During my first five or six years I spent intense amounts of time observing those around me. You are wise to do this if you want to survive. In the course of doing so, I watched men perish before my eyes, saw them assaulted, robbed, murdered – it’s a horribly long list. I’ve watched men fall into the abyss of depression giving up on life, intentionally letting their health go until they were no longer. When does life become so unbearable that it’s preferable to wither away? When does death suddenly feel like a reasonable alternative? Sadly, I now know the answers to these questions.
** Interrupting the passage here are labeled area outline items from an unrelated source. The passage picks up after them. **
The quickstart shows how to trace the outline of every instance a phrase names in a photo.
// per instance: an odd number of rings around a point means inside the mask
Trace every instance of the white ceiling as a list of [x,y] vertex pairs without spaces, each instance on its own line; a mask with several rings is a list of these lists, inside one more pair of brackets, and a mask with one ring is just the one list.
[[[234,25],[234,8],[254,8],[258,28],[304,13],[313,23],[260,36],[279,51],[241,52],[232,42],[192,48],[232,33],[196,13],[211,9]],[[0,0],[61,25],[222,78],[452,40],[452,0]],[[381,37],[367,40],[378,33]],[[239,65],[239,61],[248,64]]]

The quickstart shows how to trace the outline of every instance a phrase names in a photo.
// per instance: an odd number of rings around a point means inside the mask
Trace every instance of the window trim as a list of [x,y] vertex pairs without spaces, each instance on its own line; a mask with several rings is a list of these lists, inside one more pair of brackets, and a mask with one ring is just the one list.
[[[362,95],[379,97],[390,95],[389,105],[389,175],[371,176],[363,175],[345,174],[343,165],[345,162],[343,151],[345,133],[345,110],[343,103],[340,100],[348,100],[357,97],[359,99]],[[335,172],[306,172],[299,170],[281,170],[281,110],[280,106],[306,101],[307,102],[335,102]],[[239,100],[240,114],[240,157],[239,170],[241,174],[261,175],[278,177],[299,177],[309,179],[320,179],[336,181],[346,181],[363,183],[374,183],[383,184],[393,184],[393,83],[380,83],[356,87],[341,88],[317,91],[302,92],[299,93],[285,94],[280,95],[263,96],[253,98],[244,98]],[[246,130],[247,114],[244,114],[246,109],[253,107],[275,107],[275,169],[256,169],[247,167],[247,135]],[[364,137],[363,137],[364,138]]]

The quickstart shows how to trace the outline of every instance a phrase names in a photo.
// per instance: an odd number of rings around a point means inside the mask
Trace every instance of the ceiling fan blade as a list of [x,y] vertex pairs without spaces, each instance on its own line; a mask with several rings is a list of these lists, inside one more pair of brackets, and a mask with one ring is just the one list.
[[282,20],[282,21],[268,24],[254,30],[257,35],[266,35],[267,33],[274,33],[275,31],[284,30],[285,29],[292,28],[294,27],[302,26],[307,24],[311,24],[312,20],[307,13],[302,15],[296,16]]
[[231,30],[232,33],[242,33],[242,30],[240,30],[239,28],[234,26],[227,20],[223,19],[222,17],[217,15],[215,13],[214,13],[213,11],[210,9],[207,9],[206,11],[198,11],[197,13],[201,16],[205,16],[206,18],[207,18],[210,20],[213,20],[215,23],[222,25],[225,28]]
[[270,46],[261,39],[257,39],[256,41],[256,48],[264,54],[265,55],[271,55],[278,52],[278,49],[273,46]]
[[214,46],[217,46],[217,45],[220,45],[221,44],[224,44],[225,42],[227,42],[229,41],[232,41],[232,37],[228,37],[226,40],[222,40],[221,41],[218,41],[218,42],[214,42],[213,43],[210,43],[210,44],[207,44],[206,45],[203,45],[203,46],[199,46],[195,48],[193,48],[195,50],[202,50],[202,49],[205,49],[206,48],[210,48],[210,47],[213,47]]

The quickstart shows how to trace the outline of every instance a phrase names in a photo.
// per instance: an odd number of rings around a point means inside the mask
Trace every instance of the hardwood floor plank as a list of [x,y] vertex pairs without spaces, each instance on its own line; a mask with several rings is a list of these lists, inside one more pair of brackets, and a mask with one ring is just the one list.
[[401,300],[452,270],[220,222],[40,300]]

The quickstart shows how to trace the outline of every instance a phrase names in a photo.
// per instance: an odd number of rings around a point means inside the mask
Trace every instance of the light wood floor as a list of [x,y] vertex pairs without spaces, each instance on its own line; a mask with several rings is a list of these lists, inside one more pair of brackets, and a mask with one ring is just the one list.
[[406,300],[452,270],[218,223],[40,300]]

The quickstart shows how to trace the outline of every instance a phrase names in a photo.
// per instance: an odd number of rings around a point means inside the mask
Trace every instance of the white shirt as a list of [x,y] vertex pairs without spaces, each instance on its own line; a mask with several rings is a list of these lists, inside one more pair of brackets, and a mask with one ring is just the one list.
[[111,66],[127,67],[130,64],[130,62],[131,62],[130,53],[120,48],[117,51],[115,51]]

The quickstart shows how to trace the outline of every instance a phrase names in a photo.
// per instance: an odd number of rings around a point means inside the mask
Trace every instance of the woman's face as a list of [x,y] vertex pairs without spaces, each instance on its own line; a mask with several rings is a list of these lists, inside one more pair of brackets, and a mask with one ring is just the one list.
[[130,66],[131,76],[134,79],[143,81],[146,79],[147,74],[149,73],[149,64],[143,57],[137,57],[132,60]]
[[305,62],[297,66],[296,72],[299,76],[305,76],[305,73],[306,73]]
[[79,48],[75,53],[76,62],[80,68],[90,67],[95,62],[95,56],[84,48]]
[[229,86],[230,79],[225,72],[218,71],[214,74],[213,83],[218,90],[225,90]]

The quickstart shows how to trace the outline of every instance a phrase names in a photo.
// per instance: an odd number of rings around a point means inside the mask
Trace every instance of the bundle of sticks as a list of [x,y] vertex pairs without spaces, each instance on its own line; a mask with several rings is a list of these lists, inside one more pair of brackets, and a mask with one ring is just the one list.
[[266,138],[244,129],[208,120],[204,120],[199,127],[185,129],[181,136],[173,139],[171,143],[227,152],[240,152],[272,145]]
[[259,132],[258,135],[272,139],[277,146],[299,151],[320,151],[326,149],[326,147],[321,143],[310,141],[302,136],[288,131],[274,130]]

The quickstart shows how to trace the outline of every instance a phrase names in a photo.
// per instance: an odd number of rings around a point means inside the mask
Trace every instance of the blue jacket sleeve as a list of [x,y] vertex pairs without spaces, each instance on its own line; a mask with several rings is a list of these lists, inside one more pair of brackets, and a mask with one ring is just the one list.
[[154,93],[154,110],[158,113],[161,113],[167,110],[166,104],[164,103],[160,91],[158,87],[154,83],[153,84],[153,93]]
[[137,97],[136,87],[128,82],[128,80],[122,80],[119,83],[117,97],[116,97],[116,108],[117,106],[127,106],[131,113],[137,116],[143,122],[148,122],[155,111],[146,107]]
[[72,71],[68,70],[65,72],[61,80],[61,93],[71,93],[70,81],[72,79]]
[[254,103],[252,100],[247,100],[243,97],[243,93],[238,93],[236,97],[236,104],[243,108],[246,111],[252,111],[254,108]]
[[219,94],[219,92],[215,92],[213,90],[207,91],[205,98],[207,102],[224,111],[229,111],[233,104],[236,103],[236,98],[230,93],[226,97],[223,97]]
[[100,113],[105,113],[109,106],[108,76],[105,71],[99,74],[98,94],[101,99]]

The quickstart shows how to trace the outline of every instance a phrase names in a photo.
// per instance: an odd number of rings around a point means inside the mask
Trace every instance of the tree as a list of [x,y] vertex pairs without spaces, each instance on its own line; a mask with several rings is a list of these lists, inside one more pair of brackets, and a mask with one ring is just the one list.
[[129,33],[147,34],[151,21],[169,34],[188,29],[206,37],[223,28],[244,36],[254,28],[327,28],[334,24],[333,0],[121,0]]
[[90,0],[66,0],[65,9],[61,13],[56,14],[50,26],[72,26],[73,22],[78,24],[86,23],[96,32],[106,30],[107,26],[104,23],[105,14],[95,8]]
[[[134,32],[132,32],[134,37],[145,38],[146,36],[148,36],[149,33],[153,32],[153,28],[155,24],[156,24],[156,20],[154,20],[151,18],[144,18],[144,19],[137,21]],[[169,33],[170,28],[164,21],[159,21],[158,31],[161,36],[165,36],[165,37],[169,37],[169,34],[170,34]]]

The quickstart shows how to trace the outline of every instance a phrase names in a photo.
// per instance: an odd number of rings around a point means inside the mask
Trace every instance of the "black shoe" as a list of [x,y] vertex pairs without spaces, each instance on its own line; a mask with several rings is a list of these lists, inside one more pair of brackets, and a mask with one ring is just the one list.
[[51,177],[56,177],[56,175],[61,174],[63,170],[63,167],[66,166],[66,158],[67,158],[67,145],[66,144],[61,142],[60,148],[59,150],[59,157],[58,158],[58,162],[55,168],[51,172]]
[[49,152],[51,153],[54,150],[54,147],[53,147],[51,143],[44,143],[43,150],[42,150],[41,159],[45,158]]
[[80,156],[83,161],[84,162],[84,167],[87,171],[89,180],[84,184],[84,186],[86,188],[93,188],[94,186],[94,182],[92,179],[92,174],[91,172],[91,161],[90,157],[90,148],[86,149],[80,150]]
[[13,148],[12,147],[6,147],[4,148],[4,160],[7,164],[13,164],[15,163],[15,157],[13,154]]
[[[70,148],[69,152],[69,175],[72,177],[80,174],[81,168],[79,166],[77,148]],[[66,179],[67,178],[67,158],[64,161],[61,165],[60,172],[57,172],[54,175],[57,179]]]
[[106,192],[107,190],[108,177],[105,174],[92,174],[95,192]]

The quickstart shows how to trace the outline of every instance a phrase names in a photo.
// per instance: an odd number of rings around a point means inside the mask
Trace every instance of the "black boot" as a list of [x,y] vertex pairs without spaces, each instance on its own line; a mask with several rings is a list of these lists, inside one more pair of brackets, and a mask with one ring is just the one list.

So many men come to prison and are swallowed by its culture, drama, day to day life running with the wolves. And like any wild pack they are sometimes eaten alive by the very group they are a part of. Even if you don’t choose to run with the pack, sometimes the pack finds you. It then becomes a whole different matter for the pack refuses to be denied its prey.

I almost didn’t make it through my first few years. What do I mean by this? I mean it literally. The stress, the day-to- day wars I fought, the chaos and the insanity. It was too much on most days. Somehow though I survived eventually discovering that the prison experience is what you choose it to be. If you choose to use your time to run with those who have made prison a way of life so your life shall become. You’ll pull prison stint after prison stint, serve a life sentence in small year and 18 month chunks, and you’ll be none the wiser to it. I see it every day all around me.
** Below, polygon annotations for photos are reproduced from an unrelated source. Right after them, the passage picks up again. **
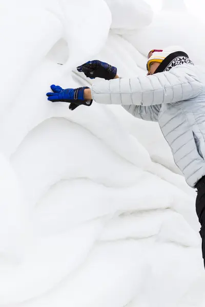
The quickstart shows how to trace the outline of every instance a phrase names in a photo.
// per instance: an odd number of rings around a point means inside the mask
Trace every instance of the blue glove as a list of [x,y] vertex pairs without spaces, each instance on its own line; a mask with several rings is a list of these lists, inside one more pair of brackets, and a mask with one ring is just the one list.
[[93,102],[92,100],[84,100],[84,91],[86,89],[89,89],[87,86],[64,90],[59,85],[53,84],[51,85],[51,89],[53,93],[47,93],[48,100],[53,102],[56,101],[70,102],[69,105],[70,110],[74,110],[81,104],[90,106]]
[[98,60],[87,62],[77,67],[77,70],[80,73],[84,73],[86,77],[91,79],[98,77],[111,80],[114,79],[117,74],[116,67]]

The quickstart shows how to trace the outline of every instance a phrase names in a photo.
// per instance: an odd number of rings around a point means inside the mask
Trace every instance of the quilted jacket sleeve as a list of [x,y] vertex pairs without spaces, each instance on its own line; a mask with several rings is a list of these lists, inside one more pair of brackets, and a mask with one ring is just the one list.
[[130,114],[144,120],[158,122],[158,116],[161,104],[155,104],[149,106],[142,105],[122,105]]
[[203,89],[194,66],[178,65],[169,72],[94,84],[93,99],[99,103],[150,106],[192,98]]

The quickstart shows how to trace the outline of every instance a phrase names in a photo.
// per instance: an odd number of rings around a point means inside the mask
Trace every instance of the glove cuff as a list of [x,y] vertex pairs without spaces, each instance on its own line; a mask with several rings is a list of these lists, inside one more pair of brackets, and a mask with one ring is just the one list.
[[88,86],[84,86],[83,87],[78,87],[75,89],[74,91],[73,99],[74,100],[84,100],[84,91],[86,89],[89,89]]
[[114,79],[117,74],[117,70],[116,67],[114,66],[112,66],[109,64],[107,68],[108,74],[105,78],[105,80],[112,80],[112,79]]

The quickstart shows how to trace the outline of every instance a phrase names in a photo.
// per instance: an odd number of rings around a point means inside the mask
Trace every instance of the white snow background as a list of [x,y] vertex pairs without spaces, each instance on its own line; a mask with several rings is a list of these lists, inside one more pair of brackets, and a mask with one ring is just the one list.
[[1,307],[204,306],[196,193],[157,124],[45,95],[90,85],[92,59],[129,77],[174,45],[204,65],[193,2],[1,0]]

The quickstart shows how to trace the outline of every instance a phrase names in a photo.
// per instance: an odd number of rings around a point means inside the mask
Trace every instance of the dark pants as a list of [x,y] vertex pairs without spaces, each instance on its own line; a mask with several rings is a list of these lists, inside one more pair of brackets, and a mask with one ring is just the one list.
[[196,188],[197,189],[196,210],[201,226],[199,233],[202,239],[202,254],[205,268],[205,176],[197,182]]

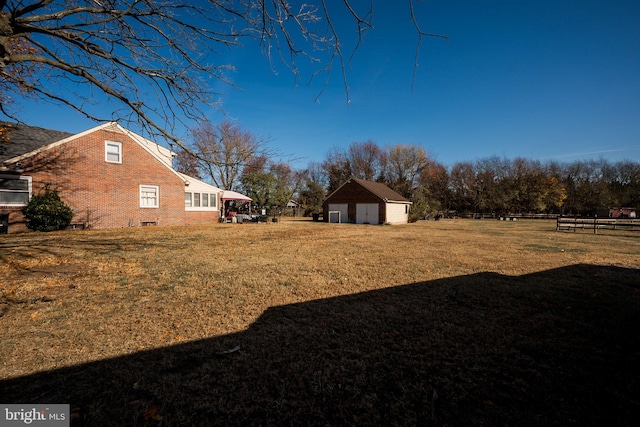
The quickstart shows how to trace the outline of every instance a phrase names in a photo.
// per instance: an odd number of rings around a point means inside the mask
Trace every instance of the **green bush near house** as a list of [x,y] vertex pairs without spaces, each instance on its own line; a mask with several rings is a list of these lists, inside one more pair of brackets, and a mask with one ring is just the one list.
[[49,186],[42,193],[34,195],[22,212],[26,217],[27,227],[35,231],[62,230],[73,218],[71,208]]

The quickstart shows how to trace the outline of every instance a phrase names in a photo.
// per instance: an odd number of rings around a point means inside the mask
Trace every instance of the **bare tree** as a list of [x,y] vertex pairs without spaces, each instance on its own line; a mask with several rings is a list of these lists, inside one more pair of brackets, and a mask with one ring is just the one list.
[[[97,121],[138,122],[182,145],[177,126],[202,121],[203,111],[217,103],[208,82],[229,82],[233,64],[219,53],[250,40],[296,78],[302,77],[300,58],[316,64],[310,78],[328,78],[339,64],[348,97],[345,41],[332,16],[351,18],[355,52],[373,28],[373,2],[317,1],[0,0],[0,111],[17,120],[10,95],[29,94]],[[413,0],[407,1],[419,46],[429,34],[418,26]],[[91,112],[87,94],[94,92],[112,101],[115,111]]]
[[351,179],[351,162],[348,155],[339,148],[333,148],[322,162],[327,176],[327,192],[331,193]]
[[380,175],[383,151],[372,140],[349,145],[351,172],[355,178],[373,181]]
[[204,175],[223,190],[237,188],[247,164],[271,155],[265,140],[229,121],[203,122],[192,130],[192,137],[191,150]]
[[396,144],[388,150],[385,178],[398,193],[411,199],[429,157],[418,145]]

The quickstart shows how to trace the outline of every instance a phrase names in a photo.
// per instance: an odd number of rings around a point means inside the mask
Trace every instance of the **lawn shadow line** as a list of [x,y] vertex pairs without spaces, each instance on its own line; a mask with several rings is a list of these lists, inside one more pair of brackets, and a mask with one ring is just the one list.
[[246,331],[0,381],[73,425],[635,425],[640,270],[478,273],[267,309]]

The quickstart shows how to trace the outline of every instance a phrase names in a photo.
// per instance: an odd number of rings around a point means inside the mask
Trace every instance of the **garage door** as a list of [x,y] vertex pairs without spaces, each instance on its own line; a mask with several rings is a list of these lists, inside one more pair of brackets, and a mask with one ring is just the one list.
[[[346,203],[330,203],[329,222],[349,222],[348,208],[349,205]],[[340,214],[338,214],[338,212],[340,212]]]
[[356,224],[378,224],[378,208],[377,203],[356,204]]

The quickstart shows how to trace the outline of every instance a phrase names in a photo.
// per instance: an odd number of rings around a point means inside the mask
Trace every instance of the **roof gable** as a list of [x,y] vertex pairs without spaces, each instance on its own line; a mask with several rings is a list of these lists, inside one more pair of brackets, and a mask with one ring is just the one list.
[[360,178],[351,178],[351,180],[356,182],[357,184],[360,184],[362,187],[380,197],[385,202],[409,202],[408,199],[402,197],[402,195],[393,191],[385,184],[382,184],[380,182],[365,181],[364,179]]
[[0,122],[0,162],[42,149],[72,135],[21,123]]
[[[4,123],[0,122],[0,126],[3,124]],[[85,135],[99,130],[106,130],[127,135],[152,157],[166,166],[173,174],[184,181],[184,178],[173,169],[171,165],[173,158],[173,152],[171,150],[131,132],[117,122],[104,123],[78,134],[17,124],[11,124],[11,129],[12,131],[6,136],[6,141],[4,142],[1,141],[2,134],[0,134],[0,162],[10,161],[15,163]],[[3,148],[6,148],[7,151],[5,156],[2,155]]]
[[351,183],[355,183],[365,188],[367,191],[377,196],[378,198],[382,199],[384,202],[401,202],[401,203],[409,203],[409,204],[411,203],[408,199],[406,199],[405,197],[402,197],[402,195],[393,191],[392,189],[387,187],[385,184],[382,184],[380,182],[366,181],[360,178],[351,178],[349,181],[345,182],[340,187],[338,187],[333,193],[328,195],[325,198],[325,201],[333,197],[334,194],[340,192],[345,185],[350,185]]

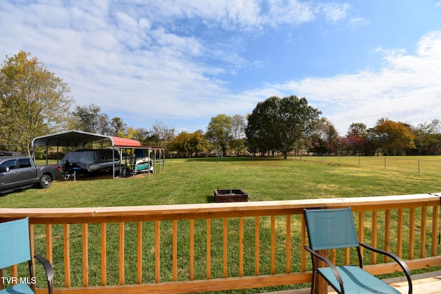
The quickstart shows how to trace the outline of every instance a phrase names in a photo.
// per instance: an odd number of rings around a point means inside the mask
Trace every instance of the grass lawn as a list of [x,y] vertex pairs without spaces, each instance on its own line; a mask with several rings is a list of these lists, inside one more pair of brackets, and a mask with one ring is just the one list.
[[[225,158],[166,160],[161,172],[112,179],[110,175],[58,180],[47,189],[30,189],[0,197],[1,207],[79,207],[214,202],[213,190],[242,189],[249,201],[403,195],[441,191],[440,161],[389,161],[358,157]],[[393,158],[387,158],[388,160]],[[398,158],[402,158],[398,157]],[[408,158],[406,158],[408,159]],[[420,157],[420,158],[422,158]],[[438,160],[439,157],[424,157]]]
Although I’m a prisoner I don’t feel imprisoned. I live life each day, writing this blog for you, working with the dogs, studying, smiling and loving life. I choose freedom from chaos. I am free in my mind. Ironically many free world citizens are prisoners of their thoughts, thinking of their life situation as a dead end or thinking that they are unhappy in an unhappy existence. Thus, it becomes. At the core of it all we find the things we seek, and the things we seek find us. Anyhow, I don’t mean to get all philosophical with you. I’m just talking; this is on my mind at the moment.

The quote at the beginning of this post came from a sheet of paper posted to a window at ORW, Ohio’s massive women’s prison known as “The Farm”. It was part of a sheet of quotes a staffer posted to encourage the women there to see their time as something positive. Who the author is I couldn’t say.
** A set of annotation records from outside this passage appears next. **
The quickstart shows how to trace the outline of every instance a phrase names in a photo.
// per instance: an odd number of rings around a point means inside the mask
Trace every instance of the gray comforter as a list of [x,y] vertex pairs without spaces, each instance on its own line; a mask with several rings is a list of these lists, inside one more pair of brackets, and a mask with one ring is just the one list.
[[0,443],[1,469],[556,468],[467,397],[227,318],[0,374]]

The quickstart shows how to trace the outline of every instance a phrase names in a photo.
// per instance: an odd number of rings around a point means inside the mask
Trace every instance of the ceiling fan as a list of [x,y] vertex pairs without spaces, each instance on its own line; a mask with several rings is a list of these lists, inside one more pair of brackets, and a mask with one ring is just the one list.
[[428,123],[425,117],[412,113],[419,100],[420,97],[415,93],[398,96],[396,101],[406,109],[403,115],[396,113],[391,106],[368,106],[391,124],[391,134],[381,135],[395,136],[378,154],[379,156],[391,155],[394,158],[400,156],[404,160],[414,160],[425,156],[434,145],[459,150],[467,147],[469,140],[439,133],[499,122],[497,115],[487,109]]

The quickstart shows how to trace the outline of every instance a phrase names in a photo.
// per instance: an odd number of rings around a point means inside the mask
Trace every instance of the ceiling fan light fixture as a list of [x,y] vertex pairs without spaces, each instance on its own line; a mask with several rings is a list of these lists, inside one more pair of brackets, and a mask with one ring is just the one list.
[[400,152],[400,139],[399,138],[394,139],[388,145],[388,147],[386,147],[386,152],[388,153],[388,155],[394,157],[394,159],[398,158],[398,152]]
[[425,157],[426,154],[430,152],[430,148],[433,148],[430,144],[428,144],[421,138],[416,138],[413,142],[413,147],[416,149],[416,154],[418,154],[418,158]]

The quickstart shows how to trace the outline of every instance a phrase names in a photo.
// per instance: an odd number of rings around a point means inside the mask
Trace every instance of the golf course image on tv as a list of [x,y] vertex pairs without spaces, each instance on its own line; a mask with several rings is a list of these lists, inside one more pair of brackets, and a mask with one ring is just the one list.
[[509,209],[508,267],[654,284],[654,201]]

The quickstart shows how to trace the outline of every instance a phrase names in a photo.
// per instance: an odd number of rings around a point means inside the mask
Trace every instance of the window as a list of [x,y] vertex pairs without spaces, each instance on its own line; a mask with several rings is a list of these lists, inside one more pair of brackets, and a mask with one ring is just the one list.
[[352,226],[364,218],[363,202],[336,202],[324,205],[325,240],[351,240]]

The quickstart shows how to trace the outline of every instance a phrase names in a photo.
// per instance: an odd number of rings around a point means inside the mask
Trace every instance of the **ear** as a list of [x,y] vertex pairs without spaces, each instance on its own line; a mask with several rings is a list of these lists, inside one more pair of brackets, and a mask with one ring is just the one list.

But the one thing I can say is that whomever it is understood what many in the world miss, and only a handful of prisoners realize. Freedom isn’t about bars and steel and concrete. Freedom is a state of being and existence. Freedom is a belief in yourself, God, life. Freedom is everything we seek it to be.

Christopher (MaCI) (OH)

In a couple of weeks I’m posting a new multi-part guest written women’s series, titled ”Sugar & Spice,” about the things that go on in women’s prisons that you never hear about. Don’t let the title of the series mislead you. There’s nothing nice about this sugar and spice: fights, revenge, mean girls.

Also if you haven’t you may want to check out the book titled ”Behind The Wall: A Prisoner’s Journal ($11.50, 483 pp., Amazon.com) (eBook $1.99) By Christopher Monihan. In it you’ll find every Lettersfromchristopher post from March 2019 thru April 2021. All in one place at your fingertips.

THANK YOU so much for following. Please share these posts with others.

One thought on ““Freedom Is A State Of Mind” by Christopher

  1. Mom Rosie

    I have read all of your “Letters from Christopher” and once in a while I am brought into “your reality”. This is one of those. Jimmy has sheltered us from most of what goes on in there to help us with our stress of having a son in prison. I am sure that each parent handles it differently. I know here at home my husband and I totally handle it differently. I am grateful that you have chosen to be open about many of the challenges you face in there. It helps me, even if in just a small way, to cope with the years of incarceration of both of you. Each of you seem to be doing the best you can and I thank God that you continue with that until the day you walk out of those concrete walls and steel doors. I will always consider you one of the family. Stay strong and safe.